Rain and more rain and more rain.  The small stream runs roiling and racing through this valley white-capped.  Last night I actually thought I heard waves moving out of its bed into the meadow and then back into its bed. As though some sort of sea was forming and establishing a tide for itself.  I was mistaken and must admit to be glad to be so as the culvert created bridge I use to leave the valley would probably not withstand a sea created tide.

And what else am I mistaken about?  Many things probably. Or at least a few, considering the odds of being right all the time.  I re-read a line in my last post  "...and if that's not a masterwork I don't know what one is..." and could clearly imagine the likes of Mr Hall laughingly dismissing my assessment of Richard Brautigan's Trout Fishing In America without a moment's hesitation.
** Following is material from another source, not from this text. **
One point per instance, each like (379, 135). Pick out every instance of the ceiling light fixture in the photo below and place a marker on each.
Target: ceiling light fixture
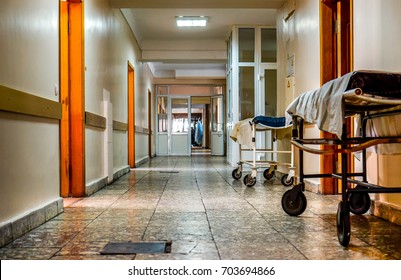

Laughingly dismissive as well would probably be all three of the new Academy of American Poets chancellors.  I went to their website,, this morning to find and read a few of the works of Robert Creeley.  Mr Hall thinks him to be the very best of 20th century poets.  That's hands down bar none so I wanted to consider his work more closely.  While there I also read a few of the works of the three new chancellors.  Professional poets who had all been heavily funded and much published.

Damn.  I just don't get it.  I don't get their work.  Not one of the three.  Creeley's work was wonderful.  I'm not quite as ready as was Hall to crown him king of ice cream but I see why someone would. The three new chancellor's works were all, to my mind, extremely thoughtful, well-written essays.  Filled with insight and cleverly turned phrase.  But were they poetry?  I don't think so.

Am I mistaken?  Have I become reactionary?  Am I iconoclastic? Have I bitten into an extremely sour grape?  Have I read poetry and thought it was not in the same way I thought the stream had created a tide? Or, like this last week's downpour, has our society's publishing methodologies created a deluge? A river of work running so high and so fast that none of us can see whether a fish is in there or not.